Vacuum initial data with minimal decay and borderline decay
Dawei Shen, Jingbo Wan
TL;DR
The work tackles vacuum initial data for the Einstein equations at minimal and borderline decay by extending Mao-Tao’s conic solution-operator framework to a spacelike setting. It constructs cone-supported seed data and, via an outgoing right inverse $S$ on $b$-Sobolev spaces, solves the nonlinear constraint system to obtain nontrivial $(s,q)$--asymptotically flat initial data for all $s\in[1,3)$ and $q\in\mathbb{N}$. The main result exhibits sharp decay thresholds: the seed data lie in $H_b^{q+1,(s-4)/2}\times H_b^{q,(s-2)/2}$ but not in any stronger weight class for $s'>s$, and in the borderline case $s=1$ the data remain exterior to global stability results while fitting Shen24’s exterior stability framework.
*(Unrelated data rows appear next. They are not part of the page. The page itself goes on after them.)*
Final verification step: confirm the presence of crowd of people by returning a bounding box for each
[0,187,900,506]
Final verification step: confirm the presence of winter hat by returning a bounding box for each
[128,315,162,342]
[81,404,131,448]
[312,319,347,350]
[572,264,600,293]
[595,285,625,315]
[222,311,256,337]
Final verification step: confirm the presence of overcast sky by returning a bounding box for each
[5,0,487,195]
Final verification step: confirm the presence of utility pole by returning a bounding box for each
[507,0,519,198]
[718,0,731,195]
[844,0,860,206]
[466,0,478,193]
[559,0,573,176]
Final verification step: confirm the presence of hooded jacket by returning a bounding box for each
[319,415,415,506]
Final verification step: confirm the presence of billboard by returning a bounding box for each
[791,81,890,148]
This advances the understanding of how minimal and borderline decay interact with the Einstein constraint equations and the conic localization program, producing initial data compatible with exterior stability (and highlighting limits for global stability) in the Minkowski regime.
Abstract
In this note, we show that the conical solution-operator method of Mao-Tao in [Localized initial data for Einstein equations] applies to a simple construction of vacuum asymptotically flat initial data at minimal and borderline decay thresholds, corresponding to the global and exterior stability of Minkowski spacetime proved by the first named author in [Global stability of Minkowski spacetime with minimal decay] and [Exterior stability of Minkowski spacetime with borderline decay].